六天楼(りくてんろう)の宝珠
 誰に話しかけているのかは明白だったが、相手の答える気配はない。ただ足音だけが明らかな苛立ちの響きを以って、房の床を鳴らしていた。

──碩有様。

 戻って来るとは思わなかった、と彼女は驚愕した。すぐに出て行くのならともかく、居座られては益々此処を出て行けなくなる。

 室内に入って来た碩有は、明らかに不機嫌そうな様子に見えた。だが長椅子に腰掛けたらしく、そうなると鎧戸からは表情がよくわからない。付いて来た朗世も扉近くにいるらしく、声でその存在を知るのみだった。

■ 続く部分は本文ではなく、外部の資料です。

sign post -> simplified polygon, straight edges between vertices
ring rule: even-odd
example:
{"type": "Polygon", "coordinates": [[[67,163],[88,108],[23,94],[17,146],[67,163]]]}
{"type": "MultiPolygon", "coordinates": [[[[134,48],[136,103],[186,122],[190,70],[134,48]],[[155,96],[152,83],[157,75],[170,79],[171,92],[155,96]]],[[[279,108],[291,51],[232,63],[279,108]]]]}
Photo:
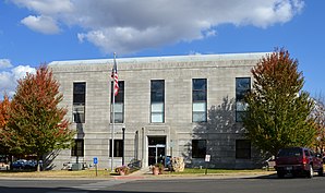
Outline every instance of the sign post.
{"type": "Polygon", "coordinates": [[[210,159],[210,155],[205,155],[205,174],[207,174],[207,166],[210,159]]]}
{"type": "Polygon", "coordinates": [[[95,165],[95,170],[96,170],[96,177],[97,177],[97,164],[98,164],[98,158],[94,157],[94,165],[95,165]]]}

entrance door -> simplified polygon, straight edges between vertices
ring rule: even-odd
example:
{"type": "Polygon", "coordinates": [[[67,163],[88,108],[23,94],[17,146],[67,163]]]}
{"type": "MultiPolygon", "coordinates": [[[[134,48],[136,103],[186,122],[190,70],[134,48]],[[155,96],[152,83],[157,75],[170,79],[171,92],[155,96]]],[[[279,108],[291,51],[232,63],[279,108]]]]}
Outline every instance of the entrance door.
{"type": "Polygon", "coordinates": [[[166,136],[148,137],[148,166],[157,162],[165,164],[166,136]]]}

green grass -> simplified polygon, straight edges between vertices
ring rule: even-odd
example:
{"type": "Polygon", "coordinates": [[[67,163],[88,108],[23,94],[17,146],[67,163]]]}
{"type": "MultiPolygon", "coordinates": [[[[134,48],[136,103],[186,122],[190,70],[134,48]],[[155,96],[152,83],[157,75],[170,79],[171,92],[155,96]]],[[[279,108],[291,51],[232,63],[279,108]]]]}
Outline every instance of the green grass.
{"type": "MultiPolygon", "coordinates": [[[[131,170],[130,172],[134,172],[131,170]]],[[[95,169],[86,169],[79,171],[69,171],[69,170],[50,170],[50,171],[0,171],[0,177],[20,177],[20,178],[110,178],[112,176],[118,176],[116,172],[110,170],[98,169],[97,176],[95,169]]]]}

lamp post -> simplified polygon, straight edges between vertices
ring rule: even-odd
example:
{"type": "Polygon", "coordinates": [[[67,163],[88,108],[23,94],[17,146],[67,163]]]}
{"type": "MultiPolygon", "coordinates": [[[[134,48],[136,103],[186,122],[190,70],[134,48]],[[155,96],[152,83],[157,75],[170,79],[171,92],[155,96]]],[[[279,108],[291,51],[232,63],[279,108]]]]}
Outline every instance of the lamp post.
{"type": "Polygon", "coordinates": [[[125,125],[122,128],[122,140],[123,140],[123,156],[122,156],[122,166],[124,166],[124,157],[125,157],[125,125]]]}

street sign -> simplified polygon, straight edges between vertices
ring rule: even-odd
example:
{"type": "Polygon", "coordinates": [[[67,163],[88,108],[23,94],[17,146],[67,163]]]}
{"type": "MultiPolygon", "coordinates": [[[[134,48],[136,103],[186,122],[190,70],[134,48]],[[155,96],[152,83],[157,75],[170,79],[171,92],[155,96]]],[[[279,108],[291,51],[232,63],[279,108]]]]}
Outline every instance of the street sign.
{"type": "Polygon", "coordinates": [[[97,165],[98,164],[98,159],[97,157],[94,157],[94,165],[97,165]]]}

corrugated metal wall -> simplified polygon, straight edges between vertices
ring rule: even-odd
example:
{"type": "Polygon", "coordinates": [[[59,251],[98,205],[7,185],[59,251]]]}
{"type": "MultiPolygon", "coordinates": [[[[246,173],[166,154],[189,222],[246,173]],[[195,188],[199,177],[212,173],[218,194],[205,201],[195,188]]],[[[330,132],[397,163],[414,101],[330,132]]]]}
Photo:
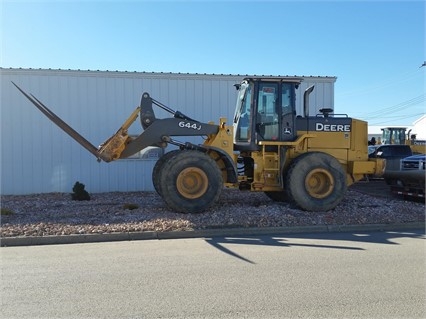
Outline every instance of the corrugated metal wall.
{"type": "MultiPolygon", "coordinates": [[[[71,192],[76,181],[91,193],[153,190],[156,159],[98,163],[93,155],[43,116],[12,85],[32,93],[95,146],[111,136],[139,105],[143,92],[200,121],[225,116],[231,123],[243,76],[140,72],[0,69],[1,194],[71,192]]],[[[316,88],[311,112],[333,107],[333,77],[308,77],[298,90],[316,88]]],[[[155,110],[157,117],[168,117],[155,110]]],[[[130,129],[139,134],[140,122],[130,129]]],[[[183,141],[201,142],[197,139],[183,141]]]]}

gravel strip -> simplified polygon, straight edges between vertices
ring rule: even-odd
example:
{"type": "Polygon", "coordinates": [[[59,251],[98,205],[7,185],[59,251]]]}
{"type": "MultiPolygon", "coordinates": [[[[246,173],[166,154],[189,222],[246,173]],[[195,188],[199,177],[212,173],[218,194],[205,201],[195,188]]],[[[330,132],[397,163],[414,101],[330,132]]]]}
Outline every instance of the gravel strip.
{"type": "Polygon", "coordinates": [[[224,190],[219,202],[200,214],[171,211],[155,192],[91,194],[90,201],[70,194],[1,196],[1,237],[186,231],[230,227],[391,224],[425,221],[424,202],[373,197],[349,188],[345,199],[327,212],[305,212],[263,193],[224,190]],[[137,206],[128,209],[129,206],[137,206]],[[4,214],[7,209],[10,214],[4,214]]]}

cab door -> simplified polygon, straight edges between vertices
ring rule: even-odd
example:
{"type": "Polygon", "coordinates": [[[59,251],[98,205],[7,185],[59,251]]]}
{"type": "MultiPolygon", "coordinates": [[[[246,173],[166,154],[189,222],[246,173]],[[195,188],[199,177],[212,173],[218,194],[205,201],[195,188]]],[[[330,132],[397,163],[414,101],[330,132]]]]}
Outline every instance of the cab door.
{"type": "Polygon", "coordinates": [[[255,117],[256,140],[292,141],[295,138],[294,83],[258,83],[255,117]]]}
{"type": "Polygon", "coordinates": [[[295,84],[281,83],[280,116],[281,116],[281,141],[293,141],[296,138],[295,116],[295,84]]]}

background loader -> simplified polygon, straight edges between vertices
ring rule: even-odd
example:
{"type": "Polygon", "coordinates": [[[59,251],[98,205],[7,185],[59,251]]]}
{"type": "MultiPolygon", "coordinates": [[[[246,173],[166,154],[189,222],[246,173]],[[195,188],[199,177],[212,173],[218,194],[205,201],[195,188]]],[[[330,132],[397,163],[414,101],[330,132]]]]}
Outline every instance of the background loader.
{"type": "Polygon", "coordinates": [[[173,210],[205,211],[224,187],[261,191],[274,201],[290,201],[307,211],[326,211],[344,198],[347,187],[365,175],[383,174],[385,161],[369,159],[367,123],[329,108],[309,114],[304,93],[303,114],[296,114],[300,78],[248,77],[236,85],[231,125],[202,123],[174,111],[143,93],[140,106],[118,131],[98,148],[57,117],[33,95],[13,83],[43,114],[98,160],[127,158],[149,146],[178,149],[155,164],[152,180],[157,193],[173,210]],[[173,117],[158,119],[153,105],[173,117]],[[128,128],[140,116],[142,133],[132,138],[128,128]],[[178,136],[202,136],[199,145],[178,136]]]}

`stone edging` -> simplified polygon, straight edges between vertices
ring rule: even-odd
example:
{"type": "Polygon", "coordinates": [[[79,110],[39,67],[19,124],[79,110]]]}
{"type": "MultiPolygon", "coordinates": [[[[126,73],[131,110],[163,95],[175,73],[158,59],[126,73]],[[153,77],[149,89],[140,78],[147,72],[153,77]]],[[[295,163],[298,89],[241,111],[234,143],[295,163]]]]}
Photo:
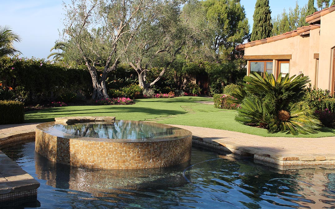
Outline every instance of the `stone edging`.
{"type": "MultiPolygon", "coordinates": [[[[2,146],[6,139],[15,143],[31,137],[31,133],[25,133],[1,139],[2,146]]],[[[7,142],[5,144],[9,143],[7,142]]],[[[39,187],[38,182],[0,151],[0,203],[13,201],[15,204],[18,201],[22,203],[36,200],[39,187]]]]}
{"type": "Polygon", "coordinates": [[[254,162],[280,170],[301,169],[320,167],[335,168],[335,154],[281,154],[261,149],[246,146],[233,142],[223,143],[210,138],[193,135],[193,142],[211,150],[219,150],[242,155],[253,155],[254,162]]]}

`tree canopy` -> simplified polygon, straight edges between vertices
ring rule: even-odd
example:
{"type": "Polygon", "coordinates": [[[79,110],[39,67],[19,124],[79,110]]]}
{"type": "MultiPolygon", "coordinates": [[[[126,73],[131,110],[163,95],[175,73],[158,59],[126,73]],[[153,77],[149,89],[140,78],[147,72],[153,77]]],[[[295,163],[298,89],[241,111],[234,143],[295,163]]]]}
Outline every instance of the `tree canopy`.
{"type": "Polygon", "coordinates": [[[318,7],[320,10],[322,10],[329,6],[330,0],[317,0],[318,7]]]}
{"type": "Polygon", "coordinates": [[[20,53],[14,47],[14,43],[21,40],[20,36],[13,32],[9,26],[0,26],[0,57],[20,53]]]}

「しかし六天楼を供も連れずに抜け出し、あまつさえ迷子になるなど前代未聞。例え奥方様といえども、この上は侍女共々、何らかの罰を受けて頂かなくてはなりますまい」

 淡々と語る朗世の言葉に翠玉は瞠目した。

──罰。

 六天楼には妻妾の守るべき数々の掟がある。戴剋時代からそれは知っていたが、表立って罰を受けた事はなかった。他の側室も既にいなかったので、知らず知らずの内に何処か軽んじてしまっていた。

「……その話は後だ。今は」

 碩有の声は、聞いた事がないという位低かった。

 言いかけて彼は立ち上がり、卓の上に紙を取り出して何やら文字を書いている。書き終わるとその紙を部下の目の前にかざしている様子が見えた。

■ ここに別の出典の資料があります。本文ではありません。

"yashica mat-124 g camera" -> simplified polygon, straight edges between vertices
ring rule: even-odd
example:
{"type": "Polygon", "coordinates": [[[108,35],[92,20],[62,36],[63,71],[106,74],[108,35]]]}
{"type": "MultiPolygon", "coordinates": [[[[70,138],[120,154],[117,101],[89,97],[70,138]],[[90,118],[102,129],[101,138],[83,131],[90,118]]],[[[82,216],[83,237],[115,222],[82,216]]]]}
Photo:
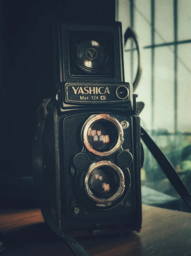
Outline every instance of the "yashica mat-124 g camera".
{"type": "Polygon", "coordinates": [[[33,143],[42,212],[71,235],[139,231],[140,120],[121,24],[60,24],[54,35],[57,95],[38,109],[33,143]]]}

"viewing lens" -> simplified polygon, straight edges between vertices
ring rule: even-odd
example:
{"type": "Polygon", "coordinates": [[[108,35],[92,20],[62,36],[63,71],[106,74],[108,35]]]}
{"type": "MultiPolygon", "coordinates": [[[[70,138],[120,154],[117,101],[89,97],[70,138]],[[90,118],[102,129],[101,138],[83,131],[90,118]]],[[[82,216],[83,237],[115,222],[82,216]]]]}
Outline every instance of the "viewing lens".
{"type": "Polygon", "coordinates": [[[117,177],[112,169],[103,166],[94,170],[90,178],[90,185],[94,194],[110,193],[117,187],[117,177]]]}
{"type": "Polygon", "coordinates": [[[107,151],[116,144],[118,137],[118,130],[110,121],[100,119],[90,126],[88,138],[92,148],[100,152],[107,151]]]}
{"type": "Polygon", "coordinates": [[[119,149],[123,141],[121,125],[114,117],[106,114],[90,116],[83,128],[86,148],[98,156],[109,156],[119,149]]]}

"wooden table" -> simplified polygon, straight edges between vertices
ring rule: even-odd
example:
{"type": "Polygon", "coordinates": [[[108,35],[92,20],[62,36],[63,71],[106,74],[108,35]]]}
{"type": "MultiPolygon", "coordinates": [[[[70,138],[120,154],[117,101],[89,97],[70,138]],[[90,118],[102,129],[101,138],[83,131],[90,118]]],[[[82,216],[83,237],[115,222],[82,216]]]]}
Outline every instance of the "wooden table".
{"type": "MultiPolygon", "coordinates": [[[[39,209],[0,211],[0,231],[7,240],[0,256],[72,256],[44,223],[39,209]]],[[[190,256],[191,213],[143,205],[140,233],[81,238],[92,256],[190,256]]]]}

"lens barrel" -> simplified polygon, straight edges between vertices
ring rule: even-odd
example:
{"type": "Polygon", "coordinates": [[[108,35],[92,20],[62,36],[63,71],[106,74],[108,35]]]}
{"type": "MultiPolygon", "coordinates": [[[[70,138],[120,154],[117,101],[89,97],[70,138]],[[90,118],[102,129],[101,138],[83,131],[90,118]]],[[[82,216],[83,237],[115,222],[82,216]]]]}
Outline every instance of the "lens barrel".
{"type": "Polygon", "coordinates": [[[109,161],[100,161],[90,165],[84,183],[86,192],[89,197],[102,203],[118,199],[125,188],[123,172],[109,161]]]}
{"type": "Polygon", "coordinates": [[[84,125],[82,136],[89,151],[101,156],[114,153],[120,148],[123,141],[123,133],[120,123],[107,114],[90,117],[84,125]]]}

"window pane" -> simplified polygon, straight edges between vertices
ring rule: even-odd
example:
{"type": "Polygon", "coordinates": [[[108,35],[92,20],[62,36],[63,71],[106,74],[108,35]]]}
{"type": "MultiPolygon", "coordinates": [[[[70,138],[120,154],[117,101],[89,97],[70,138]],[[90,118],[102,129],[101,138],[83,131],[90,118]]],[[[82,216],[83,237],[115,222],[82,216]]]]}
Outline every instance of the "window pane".
{"type": "Polygon", "coordinates": [[[151,128],[151,51],[145,50],[142,53],[142,71],[141,79],[135,93],[138,94],[137,101],[145,104],[144,109],[140,115],[141,125],[145,129],[151,128]]]}
{"type": "Polygon", "coordinates": [[[178,46],[178,129],[191,132],[191,44],[178,46]]]}
{"type": "Polygon", "coordinates": [[[178,0],[178,40],[191,39],[191,1],[178,0]]]}
{"type": "MultiPolygon", "coordinates": [[[[124,35],[128,27],[130,26],[130,3],[127,0],[116,0],[118,5],[118,14],[116,16],[117,21],[122,23],[122,32],[124,35]]],[[[116,11],[118,10],[116,10],[116,11]]]]}
{"type": "Polygon", "coordinates": [[[168,47],[155,49],[154,128],[174,132],[174,56],[168,47]]]}
{"type": "Polygon", "coordinates": [[[123,62],[124,63],[124,72],[125,82],[131,82],[131,52],[124,52],[123,53],[123,62]]]}
{"type": "Polygon", "coordinates": [[[174,39],[173,0],[155,0],[155,44],[171,42],[174,39]]]}
{"type": "Polygon", "coordinates": [[[151,43],[150,9],[150,0],[135,1],[134,29],[140,48],[151,43]]]}

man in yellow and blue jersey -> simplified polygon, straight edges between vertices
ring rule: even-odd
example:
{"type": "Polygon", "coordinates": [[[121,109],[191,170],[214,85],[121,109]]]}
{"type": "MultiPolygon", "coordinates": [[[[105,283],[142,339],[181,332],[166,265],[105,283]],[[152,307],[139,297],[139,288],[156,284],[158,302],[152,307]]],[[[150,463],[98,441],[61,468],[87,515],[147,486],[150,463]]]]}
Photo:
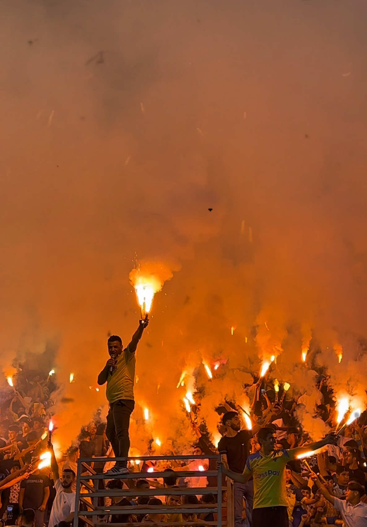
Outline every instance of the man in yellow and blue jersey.
{"type": "Polygon", "coordinates": [[[291,450],[274,450],[276,442],[274,430],[262,428],[257,434],[260,451],[247,457],[242,474],[222,467],[223,473],[234,481],[246,483],[251,476],[254,479],[254,505],[252,527],[288,527],[285,467],[297,456],[325,445],[334,444],[335,437],[331,434],[321,441],[291,450]]]}

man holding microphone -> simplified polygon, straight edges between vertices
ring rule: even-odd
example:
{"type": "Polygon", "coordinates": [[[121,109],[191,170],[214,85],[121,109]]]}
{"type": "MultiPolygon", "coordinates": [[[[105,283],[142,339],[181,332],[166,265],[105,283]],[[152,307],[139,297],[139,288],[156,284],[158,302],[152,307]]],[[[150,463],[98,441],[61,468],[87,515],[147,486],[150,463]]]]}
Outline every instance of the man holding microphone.
{"type": "MultiPolygon", "coordinates": [[[[143,331],[148,325],[148,315],[139,321],[139,327],[131,341],[124,349],[117,335],[111,335],[107,342],[110,358],[98,376],[98,384],[107,382],[106,396],[110,403],[107,416],[106,435],[110,440],[116,457],[128,455],[130,440],[128,427],[134,401],[134,380],[135,375],[135,354],[143,331]]],[[[127,473],[127,461],[117,461],[109,474],[127,473]]]]}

「──そうだな。供を連れてくれという私の意見を聞き届けず、挙句邸内で何かあったとなれば。紗甫とか言ったか、それに槐苑も。掟通りならば監督不行き届きで連座で罰を与えるべきなのだろう。朗世、この様にすぐ手配してくれ」

 一瞬の間の後、朗世の歯切れ良い返事が聞こえた。

 翠玉の爪先がすう、と冷えて行く。